I sure hope that you get some of those issues with your MIL settled. It's an added stress that you don't need and would be nice to have resolved soon. Just a little over a month now and you'll be looking at all of this in the rear view mirror! Happy Holidays.
 
@thepuckhead re MIL, my surgeon told me that Medicare will allow a same day surgery hippie to stay longer if he deems it medically necessary, but he isn't allowed to schedule someone to stay, then send them home early.
My sister had a problem after her THR, and went to rehab for (I think)5 days afterwards, and Medicare paid. Medicare also paid for transport to the facility. But it wouldn't have paid to transport her to her home, if she had opted out of the rehab place.
Check if Medicare has limits on how long MIL's rehab stay can be before it becomes out of pocket.

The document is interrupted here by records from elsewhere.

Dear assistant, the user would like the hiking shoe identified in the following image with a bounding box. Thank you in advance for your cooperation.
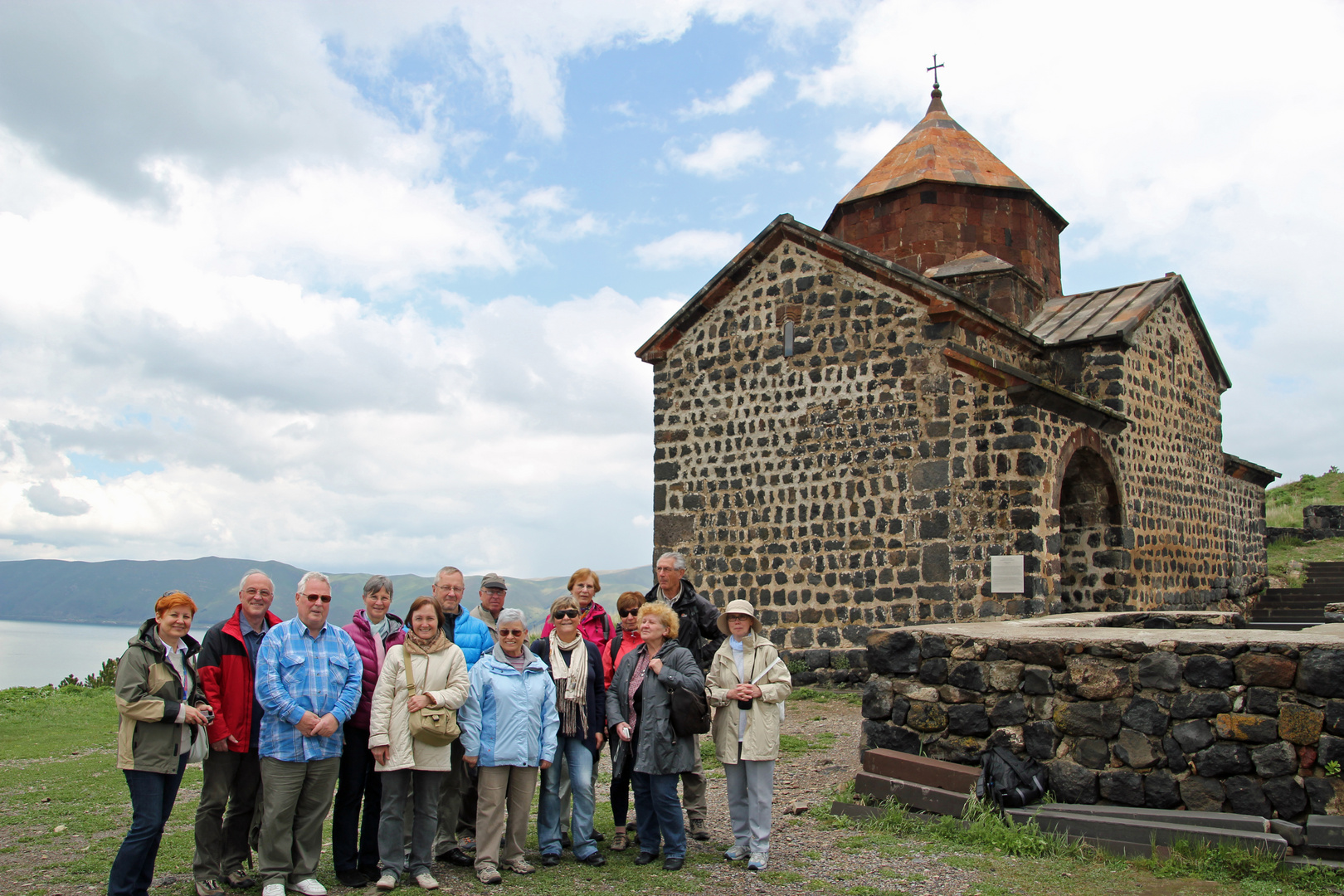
[437,846,473,868]
[225,868,256,889]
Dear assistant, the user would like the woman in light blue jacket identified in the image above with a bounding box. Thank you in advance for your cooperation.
[457,608,561,884]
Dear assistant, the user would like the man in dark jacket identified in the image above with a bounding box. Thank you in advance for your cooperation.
[192,570,280,896]
[644,551,724,840]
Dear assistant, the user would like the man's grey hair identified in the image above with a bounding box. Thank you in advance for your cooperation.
[655,551,685,572]
[297,571,332,594]
[363,572,392,598]
[238,570,275,594]
[494,607,527,629]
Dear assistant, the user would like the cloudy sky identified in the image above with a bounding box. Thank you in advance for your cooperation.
[0,0,1344,577]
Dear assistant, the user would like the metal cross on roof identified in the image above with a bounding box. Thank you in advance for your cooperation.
[925,52,942,90]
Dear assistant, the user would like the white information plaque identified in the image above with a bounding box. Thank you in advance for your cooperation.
[989,553,1027,594]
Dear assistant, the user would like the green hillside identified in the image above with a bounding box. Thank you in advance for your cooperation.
[1263,466,1344,528]
[0,558,653,627]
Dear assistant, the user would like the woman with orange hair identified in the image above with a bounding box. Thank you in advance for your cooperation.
[108,591,214,896]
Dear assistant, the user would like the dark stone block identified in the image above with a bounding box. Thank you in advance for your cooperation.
[1264,775,1307,818]
[1180,775,1225,811]
[1074,738,1110,768]
[870,629,919,675]
[863,718,919,755]
[1121,697,1168,738]
[1047,759,1097,803]
[1021,666,1055,694]
[1316,735,1344,766]
[1138,650,1180,690]
[891,697,910,725]
[1021,720,1059,760]
[1297,649,1344,697]
[1097,768,1144,806]
[989,694,1027,728]
[947,660,989,692]
[1172,718,1214,752]
[1172,694,1233,718]
[1195,744,1255,778]
[1325,700,1344,738]
[1223,775,1274,818]
[947,703,989,738]
[919,657,947,685]
[1303,778,1335,816]
[1144,768,1180,809]
[1186,653,1236,688]
[1246,688,1278,716]
[1251,740,1297,778]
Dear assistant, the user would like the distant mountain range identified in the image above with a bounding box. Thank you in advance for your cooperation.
[0,558,653,631]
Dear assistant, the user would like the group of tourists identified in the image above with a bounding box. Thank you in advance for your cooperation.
[108,553,791,896]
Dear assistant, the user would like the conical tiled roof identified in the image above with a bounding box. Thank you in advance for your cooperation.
[840,90,1037,205]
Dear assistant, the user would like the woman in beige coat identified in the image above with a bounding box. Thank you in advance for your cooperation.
[706,601,793,870]
[368,598,470,891]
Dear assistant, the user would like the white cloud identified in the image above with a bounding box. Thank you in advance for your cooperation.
[681,71,774,118]
[635,230,743,270]
[835,119,910,174]
[670,129,770,178]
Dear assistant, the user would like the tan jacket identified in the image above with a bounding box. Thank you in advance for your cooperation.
[704,634,793,766]
[368,644,470,771]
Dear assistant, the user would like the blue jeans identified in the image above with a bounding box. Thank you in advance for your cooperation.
[536,735,597,859]
[631,771,685,859]
[108,753,187,896]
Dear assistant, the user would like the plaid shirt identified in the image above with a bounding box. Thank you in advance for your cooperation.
[256,619,364,762]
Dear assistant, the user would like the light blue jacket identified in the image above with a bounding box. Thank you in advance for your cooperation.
[457,646,561,767]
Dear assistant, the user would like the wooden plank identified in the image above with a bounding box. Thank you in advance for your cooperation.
[863,748,980,794]
[1006,809,1288,859]
[855,771,971,818]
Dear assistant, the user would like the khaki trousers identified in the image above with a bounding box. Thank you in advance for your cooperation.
[475,766,540,868]
[256,757,340,887]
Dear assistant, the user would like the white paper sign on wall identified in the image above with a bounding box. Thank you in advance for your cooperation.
[989,553,1027,594]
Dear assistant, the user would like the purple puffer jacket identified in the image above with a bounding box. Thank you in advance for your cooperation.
[345,610,406,731]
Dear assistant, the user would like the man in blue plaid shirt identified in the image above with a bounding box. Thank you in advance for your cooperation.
[256,572,364,896]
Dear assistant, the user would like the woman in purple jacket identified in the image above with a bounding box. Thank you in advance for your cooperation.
[332,575,406,887]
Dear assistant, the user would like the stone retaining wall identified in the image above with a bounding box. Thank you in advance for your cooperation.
[863,612,1344,820]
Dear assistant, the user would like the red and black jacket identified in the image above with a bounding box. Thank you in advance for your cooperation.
[197,605,281,752]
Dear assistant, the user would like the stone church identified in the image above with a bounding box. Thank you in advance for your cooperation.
[637,89,1278,649]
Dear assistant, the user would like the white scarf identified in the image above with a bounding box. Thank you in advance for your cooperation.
[550,630,587,736]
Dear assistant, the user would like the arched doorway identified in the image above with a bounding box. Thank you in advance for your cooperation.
[1056,430,1136,612]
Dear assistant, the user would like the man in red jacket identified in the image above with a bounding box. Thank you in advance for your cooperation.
[192,570,280,896]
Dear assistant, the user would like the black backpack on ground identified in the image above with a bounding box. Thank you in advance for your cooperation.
[976,747,1049,809]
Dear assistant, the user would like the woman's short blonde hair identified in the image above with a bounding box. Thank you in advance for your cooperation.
[564,567,602,594]
[640,601,679,638]
[551,594,583,619]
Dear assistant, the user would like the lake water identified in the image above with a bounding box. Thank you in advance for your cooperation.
[0,619,136,688]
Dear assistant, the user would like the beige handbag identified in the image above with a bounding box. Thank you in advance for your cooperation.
[402,650,462,747]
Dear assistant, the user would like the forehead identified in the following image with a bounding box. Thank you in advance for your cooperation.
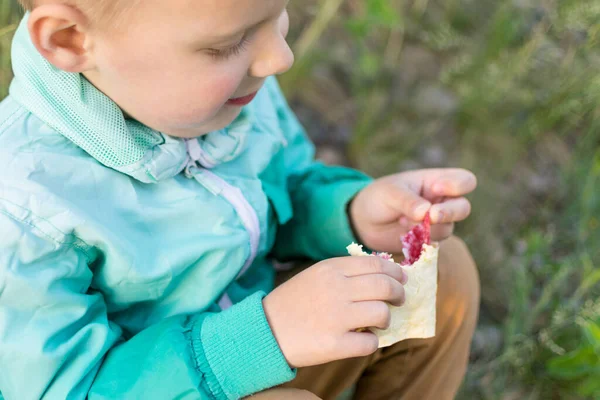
[144,0,288,37]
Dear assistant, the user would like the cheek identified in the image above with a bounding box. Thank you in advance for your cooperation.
[94,38,247,126]
[161,67,242,124]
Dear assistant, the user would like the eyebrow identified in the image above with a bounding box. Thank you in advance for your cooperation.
[195,1,289,42]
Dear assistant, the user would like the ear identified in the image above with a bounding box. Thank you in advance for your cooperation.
[28,4,94,72]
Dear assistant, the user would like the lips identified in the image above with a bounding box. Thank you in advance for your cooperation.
[226,92,257,106]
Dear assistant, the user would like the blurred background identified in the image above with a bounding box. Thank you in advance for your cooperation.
[0,0,600,399]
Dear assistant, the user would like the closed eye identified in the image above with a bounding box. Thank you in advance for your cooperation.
[206,36,250,60]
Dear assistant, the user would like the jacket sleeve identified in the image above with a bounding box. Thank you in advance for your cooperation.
[0,210,295,400]
[268,78,372,260]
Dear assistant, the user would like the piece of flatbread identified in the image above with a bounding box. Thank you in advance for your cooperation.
[347,243,439,348]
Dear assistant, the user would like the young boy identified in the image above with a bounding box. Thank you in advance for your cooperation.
[0,0,479,399]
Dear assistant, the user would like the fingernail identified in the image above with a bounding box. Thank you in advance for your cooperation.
[415,203,431,215]
[433,183,444,194]
[437,211,446,224]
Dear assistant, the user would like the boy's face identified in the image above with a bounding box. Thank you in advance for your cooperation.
[84,0,294,138]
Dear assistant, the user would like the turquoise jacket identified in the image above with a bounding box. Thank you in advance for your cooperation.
[0,17,369,400]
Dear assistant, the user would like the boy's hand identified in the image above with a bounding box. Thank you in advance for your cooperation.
[349,169,477,253]
[263,257,407,368]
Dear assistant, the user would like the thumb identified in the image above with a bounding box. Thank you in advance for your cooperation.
[386,182,431,221]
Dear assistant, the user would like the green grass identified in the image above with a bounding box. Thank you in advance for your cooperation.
[0,0,600,400]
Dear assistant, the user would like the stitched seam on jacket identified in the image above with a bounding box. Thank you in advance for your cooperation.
[0,198,93,262]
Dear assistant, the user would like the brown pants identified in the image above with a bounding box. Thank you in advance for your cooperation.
[251,237,479,400]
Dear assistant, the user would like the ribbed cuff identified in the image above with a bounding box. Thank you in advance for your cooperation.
[192,292,296,399]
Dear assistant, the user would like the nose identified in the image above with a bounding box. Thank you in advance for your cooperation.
[249,12,294,78]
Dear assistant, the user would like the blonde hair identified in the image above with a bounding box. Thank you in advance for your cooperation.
[19,0,132,27]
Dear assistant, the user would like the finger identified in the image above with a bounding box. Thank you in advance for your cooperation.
[348,301,392,330]
[383,181,431,221]
[431,223,454,242]
[337,332,379,358]
[430,197,471,224]
[431,168,477,197]
[348,274,405,306]
[344,256,408,284]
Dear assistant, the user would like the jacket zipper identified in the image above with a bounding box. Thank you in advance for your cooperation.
[185,139,260,309]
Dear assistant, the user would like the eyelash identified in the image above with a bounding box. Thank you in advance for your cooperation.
[208,37,250,60]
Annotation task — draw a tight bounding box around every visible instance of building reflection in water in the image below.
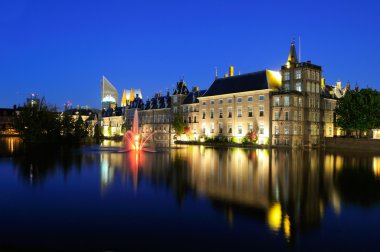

Good luck to both y'all hippies!
 
@thepuckhead Also re: your MIL -- she should check with her surgeon and maybe with the social worker at the hospital. There are a lot of different aspects to yes or no to post hip replacement rehab stays. A lot could depend on the kind(s) of insurance she has, how old she is, other medical conditions she might have, plus what help is available at home. When I had both my hips replaced in the same surgical session (Bilateral THR) I had HMO insurance and was told no when I asked about rehab. I was 64yo at the time, generally healthy and did have good help at home. The reason given for the "no" was ... I was not sick enough to warrant rehab. Also she would need a true rehab facility not just a nursing home ... she will need PT and OT to work with her and make sure she can get around OK once she is discharged home. And many nursing homes just don't have the staff to do those things.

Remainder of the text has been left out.